Y no era como en Oriente, donde a quien salía sangre de la nariz le era
manifiesto signo de muerte inevitable, sino que en su comienzo nacían a los varones y a las hembras semejantemente en las
ingles o bajo las axilas, ciertas hinchazones que algunas crecían hasta el tamaño de una manzana y otras de un huevo, y
algunas más y algunas menos, que eran llamadas bubas por el pueblo. Y de las dos dichas partes del cuerpo, en poco espacio
de tiempo empezó la pestífera buba a extenderse a cualquiera de sus partes indiferentemente, e inmediatamente comenzó la
calidad de la dicha enfermedad a cambiarse en manchas negras o lívidas que aparecían a muchos en los brazos y por los
muslos y en cualquier parte del cuerpo, a unos grandes y raras y a otros menudas y abundantes. Y así como la buba había sido
y seguía siendo indicio certísimo de muerte futura, lo mismo eran éstas a quienes les sobrevenían. Y para curar tal enfermedad
no parecía que valiese ni aprovechase consejo de médico o virtud de medicina alguna; así, o porque la naturaleza del mal no lo
sufriese o porque la ignorancia de quienes lo medicaban (de los cuales, más allá de los entendidos había proliferado
grandísimamente el número tanto de hombres como de mujeres que nunca habían tenido ningún conocimiento de medicina) no
supiese por qué era movido y por consiguiente no tomase el debido remedio, no solamente eran pocos los que curaban sino que
casi todos antes del tercer día de la aparición de las señales antes dichas, quién antes, quién después, y la mayoría sin alguna
fiebre u otro accidente, morían. Y esta pestilencia tuvo mayor fuerza porque de los que estaban enfermos de ella se
abalanzaban sobre los sanos con quienes se comunicaban, no de otro modo que como hace el fuego sobre las cosas secas y
engrasadas cuando se le avecinan mucho.
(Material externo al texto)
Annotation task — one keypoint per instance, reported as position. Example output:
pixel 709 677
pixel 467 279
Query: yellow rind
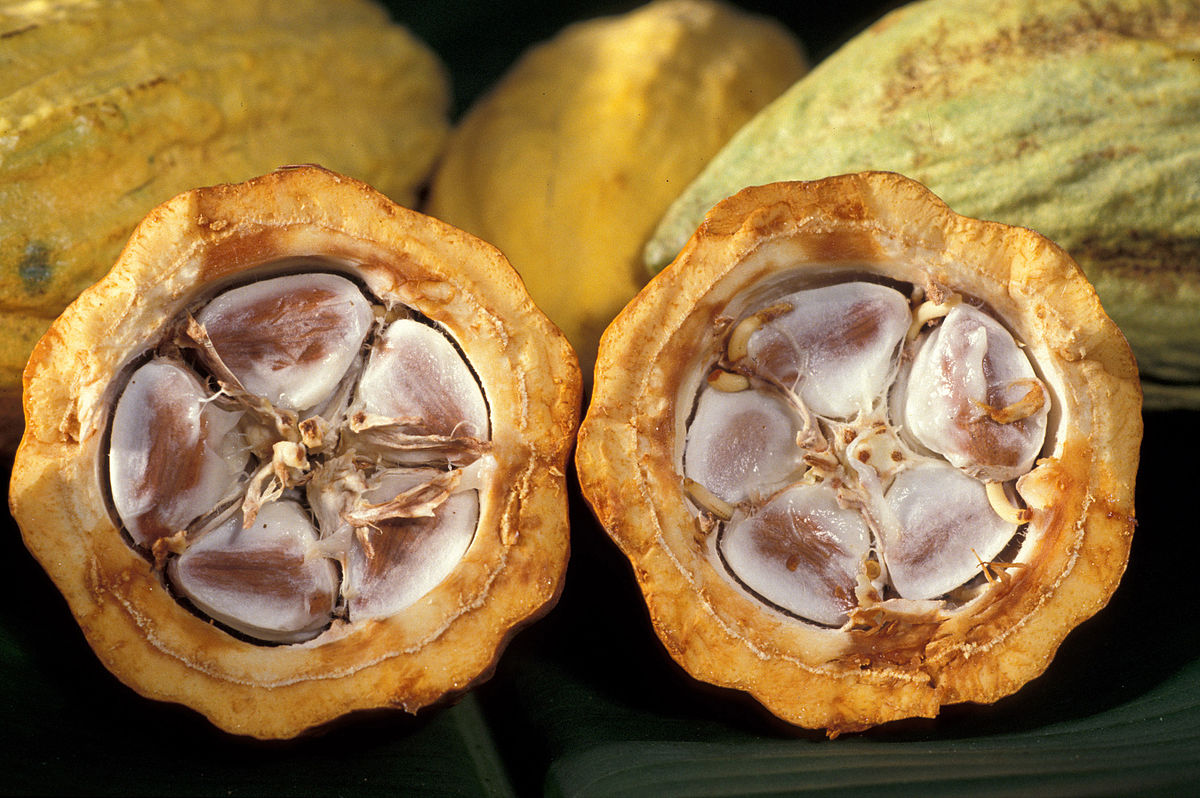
pixel 107 109
pixel 574 156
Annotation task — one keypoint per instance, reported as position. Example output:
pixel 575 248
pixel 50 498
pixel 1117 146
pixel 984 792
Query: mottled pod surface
pixel 300 453
pixel 1077 119
pixel 867 456
pixel 109 108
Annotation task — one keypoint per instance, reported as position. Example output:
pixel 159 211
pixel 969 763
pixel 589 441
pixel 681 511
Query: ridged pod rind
pixel 190 247
pixel 1081 491
pixel 569 162
pixel 109 108
pixel 1080 120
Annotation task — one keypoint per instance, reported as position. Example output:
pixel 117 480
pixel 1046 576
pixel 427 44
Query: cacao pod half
pixel 109 108
pixel 300 453
pixel 1077 119
pixel 569 162
pixel 861 466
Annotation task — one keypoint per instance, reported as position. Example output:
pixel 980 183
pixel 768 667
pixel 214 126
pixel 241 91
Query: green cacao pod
pixel 108 109
pixel 1080 120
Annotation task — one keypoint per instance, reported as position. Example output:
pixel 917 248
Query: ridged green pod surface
pixel 109 108
pixel 1080 120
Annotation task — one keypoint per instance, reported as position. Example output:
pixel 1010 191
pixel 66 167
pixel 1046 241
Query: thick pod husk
pixel 891 666
pixel 1079 120
pixel 569 162
pixel 184 251
pixel 109 108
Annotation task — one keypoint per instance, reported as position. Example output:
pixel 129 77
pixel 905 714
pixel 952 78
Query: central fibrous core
pixel 855 444
pixel 294 451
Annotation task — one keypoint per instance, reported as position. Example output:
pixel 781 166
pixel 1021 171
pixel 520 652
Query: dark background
pixel 585 701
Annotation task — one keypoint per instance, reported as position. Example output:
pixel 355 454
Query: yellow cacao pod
pixel 568 163
pixel 108 109
pixel 1079 120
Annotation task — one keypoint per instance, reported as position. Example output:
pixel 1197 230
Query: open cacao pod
pixel 300 453
pixel 867 456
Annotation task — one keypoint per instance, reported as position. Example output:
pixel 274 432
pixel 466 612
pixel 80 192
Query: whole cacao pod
pixel 108 109
pixel 1080 120
pixel 570 161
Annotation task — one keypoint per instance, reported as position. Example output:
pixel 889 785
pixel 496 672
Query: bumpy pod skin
pixel 909 664
pixel 1079 120
pixel 109 108
pixel 569 162
pixel 192 246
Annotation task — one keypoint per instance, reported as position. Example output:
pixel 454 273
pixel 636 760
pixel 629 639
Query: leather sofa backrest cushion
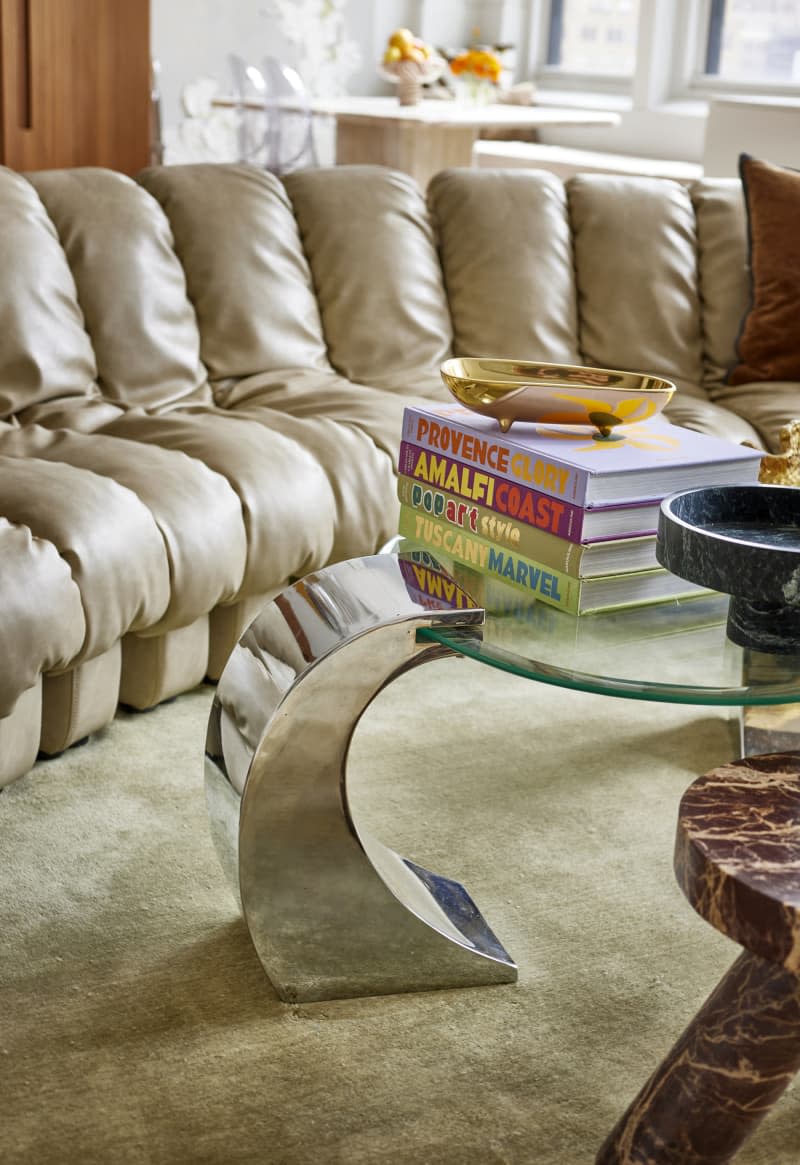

Y más allá llegó el mal: que no solamente el hablar y el tratar con los enfermos daba
a los sanos enfermedad o motivo de muerte común, sino también el tocar los paños o cualquier otra cosa que hubiera sido
tocada o usada por aquellos enfermos, que parecía llevar consigo aquella tal enfermedad hasta el que tocaba. Y asombroso es
escuchar lo que debo decir, que si por los ojos de muchos y por los míos propios no hubiese sido visto, apenas me atrevería a
creerlo, y mucho menos a escribirlo por muy digna de fe que fuera la persona a quien lo hubiese oído. Digo que de tanta
virulencia era la calidad de la pestilencia narrada que no solamente pasaba del hombre al hombre, sino lo que es mucho más (e
hizo visiblemente otras muchas veces): que las cosas que habían sido del hombre, no solamente lo contaminaban con la
enfermedad sino que en brevísimo espacio lo mataban. De lo cual mis ojos, como he dicho hace poco, fueron entre otras cosas
testigos un día porque, estando los despojos de un pobre hombre muerto de tal enfermedad arrojados en la vía pública, y
tropezando con ellos dos puercos, y como según su costumbre se agarrasen y le tirasen de las mejillas primero con el hocico y
luego con los dientes, un momento más tarde, tras algunas contorsiones y como si hubieran tomado veneno, ambos a dos
cayeron muertos en tierra sobre los maltratados despojos.
Giovanni Boccaccio, Decameron, extracto de la Jornada Primera.
Versión castellana de Pilar Gómez Bedate, Madrid, Siruela, 1990.